Spence hired and
mentored her. "She was hands down the most qualified person for the
job," he says. "That she was also a woman was kind of
refreshing."
Some members of
the club's U.S. Open committee were less than thrilled, but not for long.
"Seeing someone work so hard on a daily basis and achieving results won
everyone over," says Spence.
In the end, three
decades of keeping courses playable while constantly feeling the need to prove
herself took its toll. "I had done stuff that people dreamed about,"
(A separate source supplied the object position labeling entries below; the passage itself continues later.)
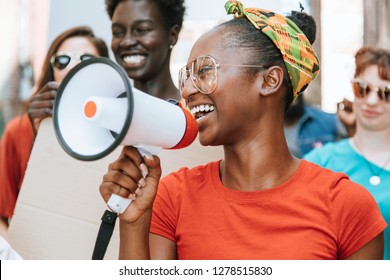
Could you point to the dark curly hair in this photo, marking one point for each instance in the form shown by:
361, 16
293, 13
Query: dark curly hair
262, 50
172, 10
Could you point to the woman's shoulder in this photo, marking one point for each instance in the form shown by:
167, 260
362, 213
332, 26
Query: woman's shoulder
18, 123
340, 149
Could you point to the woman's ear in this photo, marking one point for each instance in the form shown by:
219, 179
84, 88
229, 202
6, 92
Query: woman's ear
174, 35
272, 80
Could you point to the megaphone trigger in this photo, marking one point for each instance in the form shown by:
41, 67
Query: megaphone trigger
118, 204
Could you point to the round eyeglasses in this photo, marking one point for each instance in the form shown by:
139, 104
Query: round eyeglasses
62, 60
203, 73
361, 89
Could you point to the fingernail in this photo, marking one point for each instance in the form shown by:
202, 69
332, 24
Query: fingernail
141, 182
138, 191
144, 170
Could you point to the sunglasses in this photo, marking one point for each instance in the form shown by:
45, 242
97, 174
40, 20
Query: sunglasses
203, 73
62, 60
361, 89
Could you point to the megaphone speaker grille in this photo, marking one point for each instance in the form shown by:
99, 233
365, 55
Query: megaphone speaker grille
100, 78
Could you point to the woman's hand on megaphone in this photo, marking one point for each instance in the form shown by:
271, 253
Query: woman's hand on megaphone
41, 104
135, 177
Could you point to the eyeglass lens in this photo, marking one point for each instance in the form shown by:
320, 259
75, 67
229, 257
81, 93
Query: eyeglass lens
362, 89
62, 61
203, 74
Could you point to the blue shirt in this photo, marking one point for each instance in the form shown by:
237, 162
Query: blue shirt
342, 157
315, 128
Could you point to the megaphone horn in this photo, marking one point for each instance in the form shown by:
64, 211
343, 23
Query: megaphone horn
96, 109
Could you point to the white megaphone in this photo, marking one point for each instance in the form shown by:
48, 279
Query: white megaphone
96, 109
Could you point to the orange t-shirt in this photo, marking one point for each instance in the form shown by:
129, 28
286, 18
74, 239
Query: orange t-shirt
15, 148
316, 214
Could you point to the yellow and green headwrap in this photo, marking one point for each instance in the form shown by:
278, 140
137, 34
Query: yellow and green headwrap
298, 54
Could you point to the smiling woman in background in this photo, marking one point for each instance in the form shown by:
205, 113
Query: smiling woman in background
143, 35
67, 50
365, 157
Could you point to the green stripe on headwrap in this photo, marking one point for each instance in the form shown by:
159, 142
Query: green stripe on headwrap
298, 54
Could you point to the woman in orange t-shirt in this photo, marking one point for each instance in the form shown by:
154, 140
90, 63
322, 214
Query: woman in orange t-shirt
259, 202
68, 49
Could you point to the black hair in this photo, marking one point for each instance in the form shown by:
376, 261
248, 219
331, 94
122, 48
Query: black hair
262, 50
171, 10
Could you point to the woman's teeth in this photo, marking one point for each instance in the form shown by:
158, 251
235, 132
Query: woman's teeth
132, 59
201, 110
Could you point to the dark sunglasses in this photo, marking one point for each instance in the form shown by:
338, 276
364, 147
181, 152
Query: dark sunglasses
62, 60
362, 88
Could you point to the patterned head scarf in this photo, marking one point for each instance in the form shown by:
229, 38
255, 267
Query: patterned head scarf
298, 55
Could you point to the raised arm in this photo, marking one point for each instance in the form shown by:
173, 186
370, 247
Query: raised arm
135, 177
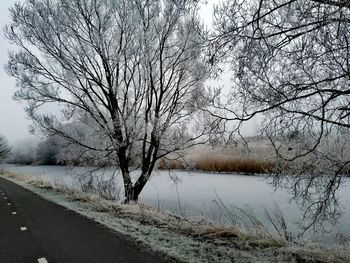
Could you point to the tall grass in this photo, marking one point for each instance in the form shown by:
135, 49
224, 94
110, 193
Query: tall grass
220, 163
231, 164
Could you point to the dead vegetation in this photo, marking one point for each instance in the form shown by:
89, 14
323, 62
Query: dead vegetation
203, 231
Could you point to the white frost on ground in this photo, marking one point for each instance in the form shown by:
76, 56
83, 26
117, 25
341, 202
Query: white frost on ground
175, 244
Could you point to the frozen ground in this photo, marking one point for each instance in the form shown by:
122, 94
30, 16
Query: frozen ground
194, 194
184, 240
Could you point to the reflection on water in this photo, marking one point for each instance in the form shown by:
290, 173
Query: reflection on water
197, 194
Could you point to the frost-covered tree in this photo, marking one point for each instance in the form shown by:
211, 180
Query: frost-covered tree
131, 67
290, 60
4, 148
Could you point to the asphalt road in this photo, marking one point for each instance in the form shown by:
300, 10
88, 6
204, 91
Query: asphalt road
35, 230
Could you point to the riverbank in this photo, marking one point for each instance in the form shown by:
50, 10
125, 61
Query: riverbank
180, 238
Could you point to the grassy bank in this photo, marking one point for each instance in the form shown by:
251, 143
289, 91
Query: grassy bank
219, 164
182, 239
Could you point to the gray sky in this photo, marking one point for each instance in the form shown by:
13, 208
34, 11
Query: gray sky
13, 120
14, 123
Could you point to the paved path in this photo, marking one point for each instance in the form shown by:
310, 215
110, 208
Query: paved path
35, 230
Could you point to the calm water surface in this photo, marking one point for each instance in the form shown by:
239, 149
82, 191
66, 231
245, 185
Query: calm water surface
198, 194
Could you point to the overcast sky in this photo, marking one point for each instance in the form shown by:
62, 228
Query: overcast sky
14, 123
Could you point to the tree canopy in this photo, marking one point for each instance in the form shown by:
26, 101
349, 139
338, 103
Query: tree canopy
131, 71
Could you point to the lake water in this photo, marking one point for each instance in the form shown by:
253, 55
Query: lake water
195, 194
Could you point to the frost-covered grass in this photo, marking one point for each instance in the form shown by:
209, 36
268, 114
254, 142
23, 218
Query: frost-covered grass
179, 238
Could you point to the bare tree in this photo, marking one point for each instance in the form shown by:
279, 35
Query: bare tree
290, 60
129, 70
4, 148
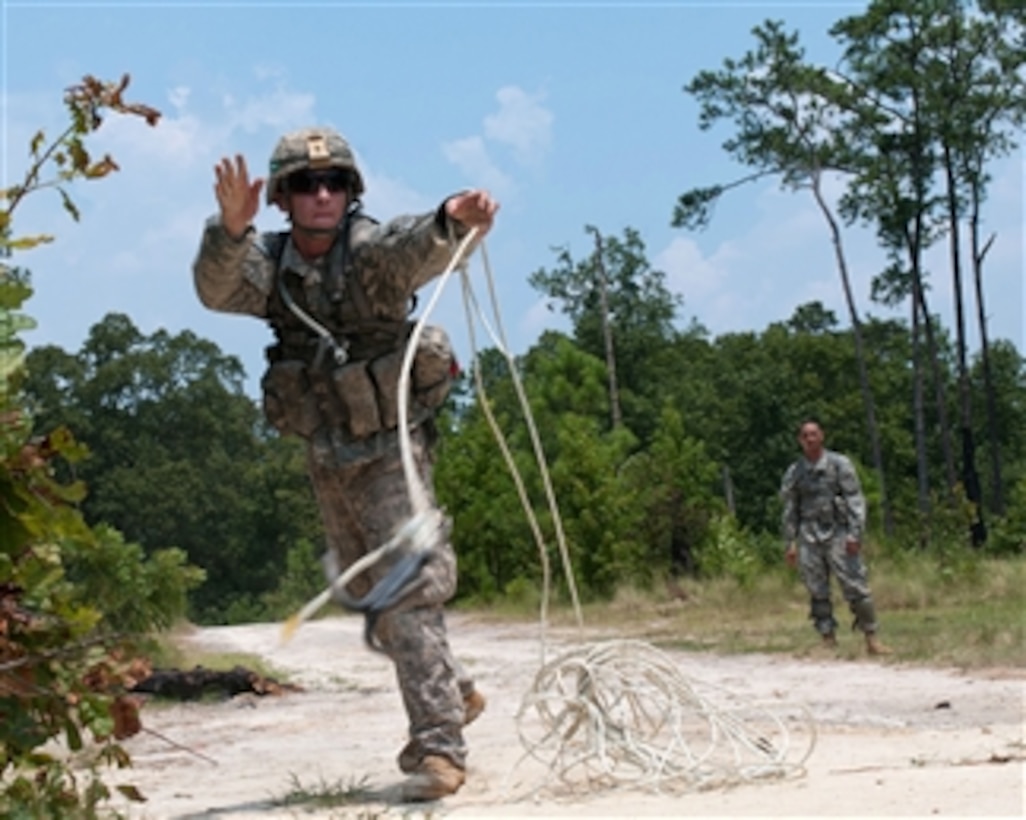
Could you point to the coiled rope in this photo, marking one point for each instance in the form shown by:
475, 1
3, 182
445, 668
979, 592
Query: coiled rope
613, 714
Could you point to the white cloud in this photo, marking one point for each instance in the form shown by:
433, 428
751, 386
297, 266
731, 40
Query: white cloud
179, 96
521, 122
471, 156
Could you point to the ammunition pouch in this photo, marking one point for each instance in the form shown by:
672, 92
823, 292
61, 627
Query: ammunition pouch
434, 367
289, 403
361, 397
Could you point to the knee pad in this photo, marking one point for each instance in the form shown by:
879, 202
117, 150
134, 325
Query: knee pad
865, 615
821, 613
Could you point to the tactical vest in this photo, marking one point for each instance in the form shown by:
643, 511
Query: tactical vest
343, 374
818, 494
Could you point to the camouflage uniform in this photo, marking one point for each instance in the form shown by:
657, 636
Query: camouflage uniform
824, 508
353, 455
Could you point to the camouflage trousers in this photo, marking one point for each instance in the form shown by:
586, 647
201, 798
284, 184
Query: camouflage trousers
361, 507
817, 560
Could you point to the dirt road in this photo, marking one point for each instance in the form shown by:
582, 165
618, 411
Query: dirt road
889, 739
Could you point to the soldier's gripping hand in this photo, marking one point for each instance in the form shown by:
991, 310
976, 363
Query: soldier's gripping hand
473, 208
237, 196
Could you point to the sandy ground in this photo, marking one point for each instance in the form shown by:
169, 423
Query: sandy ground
885, 739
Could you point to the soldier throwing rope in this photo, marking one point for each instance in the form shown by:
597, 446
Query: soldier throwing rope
337, 289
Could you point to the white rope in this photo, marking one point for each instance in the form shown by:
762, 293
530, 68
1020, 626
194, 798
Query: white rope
622, 713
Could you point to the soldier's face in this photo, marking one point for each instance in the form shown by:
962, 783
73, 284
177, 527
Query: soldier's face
811, 440
319, 204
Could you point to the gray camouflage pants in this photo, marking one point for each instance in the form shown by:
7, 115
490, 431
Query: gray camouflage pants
361, 506
817, 560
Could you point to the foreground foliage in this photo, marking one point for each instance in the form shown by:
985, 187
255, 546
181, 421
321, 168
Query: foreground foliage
77, 602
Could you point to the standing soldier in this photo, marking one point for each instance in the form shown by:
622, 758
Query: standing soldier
337, 289
824, 521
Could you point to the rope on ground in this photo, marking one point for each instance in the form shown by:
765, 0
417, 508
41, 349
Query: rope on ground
622, 713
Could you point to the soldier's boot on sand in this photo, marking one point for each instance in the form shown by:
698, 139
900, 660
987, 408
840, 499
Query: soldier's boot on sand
435, 777
874, 646
473, 705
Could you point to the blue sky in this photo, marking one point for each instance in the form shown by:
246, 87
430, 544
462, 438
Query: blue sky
571, 114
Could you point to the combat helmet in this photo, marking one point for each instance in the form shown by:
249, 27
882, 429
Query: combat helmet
311, 148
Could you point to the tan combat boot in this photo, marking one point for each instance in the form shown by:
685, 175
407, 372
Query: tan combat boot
473, 705
435, 777
874, 646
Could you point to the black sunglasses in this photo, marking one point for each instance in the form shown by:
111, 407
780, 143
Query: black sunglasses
306, 182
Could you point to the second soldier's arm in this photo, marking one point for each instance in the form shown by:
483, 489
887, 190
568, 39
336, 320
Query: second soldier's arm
790, 518
852, 498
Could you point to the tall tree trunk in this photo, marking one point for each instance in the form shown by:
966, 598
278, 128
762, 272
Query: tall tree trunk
988, 383
970, 476
921, 468
610, 361
860, 355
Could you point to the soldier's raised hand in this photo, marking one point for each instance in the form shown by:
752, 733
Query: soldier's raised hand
473, 208
237, 196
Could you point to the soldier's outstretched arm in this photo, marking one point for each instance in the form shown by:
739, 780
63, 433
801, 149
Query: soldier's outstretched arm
401, 256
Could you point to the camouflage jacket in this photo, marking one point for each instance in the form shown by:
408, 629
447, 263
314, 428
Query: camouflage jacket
391, 261
823, 500
341, 322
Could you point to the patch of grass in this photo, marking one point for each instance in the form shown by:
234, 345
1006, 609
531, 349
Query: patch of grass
326, 794
174, 653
Knaggs says, "but I wasn't willing to compromise on my life anymore. It was
my turn to be selfish. When I started out, my career was a lot more interesting
than those of most of the men I met, but it asks for more than most people want
to give to their career. That's not a bad thing, necessarily, but I didn't find
out until I left the profession how out of balance things were." Plus, a
woman may be Speaker of the House, but there are grill rooms--like the one
Reedy is not allowed to enter at L.A. Country Club--that remain off-limits to
women. "That's one of the reasons it was easy for me to step away,"
says Knaggs.
Candice Combs took
her first step toward becoming a super 29 years ago at Balboa Park Golf Course,
which like Torrey Pines is part of the San Diego municipal system. As an
employee of the city she was protected and promoted by the system.
When she first
arrived in San Diego with her boyfriend in 1976, Combs had no idea what she
wanted to do, other than escape the harsh winters of her hometown, Dearborn,
Mich. She had a degree in botany from Michigan and liked plants, the outdoors
and physical labor (her father was a mason), but she wasn't a tomboy. "I
was a real girl-type girl," she says. "I cooked. I sewed. I crocheted.
I gardened."
She worked as a
waitress and got a pilot's license and eventually landed a job in the city park
system, spending a year picking up whatever dogs and people left behind. She
hated it. Then came what Combs calls "a happy accident." She was
transferred to the maintenance crew at Balboa. "I didn't know what a green
was," she says. "I didn't know what a tee was." But Combs was a
quick study, and in addition to keeping up with her coworkers, she also
impressed her supervisors by taking turfgrass courses, learning advanced
maintenance techniques and earning a pesticide license.
She became a
supervisor and then, in 1984, the assistant superintendent. In 1993 she was
named Balboa's head super. The news did not go down well in all quarters.
"On the first day I was told flat out by one of the retired Navy men on the
crew that he wasn't taking orders from a woman," says Combs. But she was
better qualified for the job than anyone else in the system, and the city
promotes from within with gender-blind eyes. "I'm a diversity queen,"
she says.
Combs became
active in the local GCSAA chapter. "I went to the first meeting in a dress
and high heels," she says, "and no one took me seriously." Not for
long. She was elected chapter president and named superintendent of the year in
2001.
Then another happy
accident occurred. After the smashing success of the 2002 U.S. Open at Bethpage
State Park, the USGA sought another public venue for its signature event and
awarded the '08 Open to Torrey. The consensus was that the bone structure of
the South course was superb but its skin was a wreck. In 2005 the city went
into overdrive, hiring GCSAA president Mark Woodward, a certified
superintendent with years of experience in the municipal system of Mesa, Ariz.,
to manage Torrey's golf operations and improve the conditioning of the
facility's two 18s. When he decided to hire a new super for the South course,
"I had to first look internally," Woodward says, "and Candice was
the only certified superintendent in the system."
The road to Torrey
Pines (Combs calls Torrey "the glory place") has had a few twists.
Woodward gave Combs and her assistant, Bill Sinclair, three months to prove
themselves. They did enough--improving bunker drainage, ramping up overall
maintenance schedules--to warrant a three-month extension, taking her through
the 2006 Buick Invitational. "You could feel the pressure," says
Sinclair, "but she's a rock. I'd panic, but not Candice."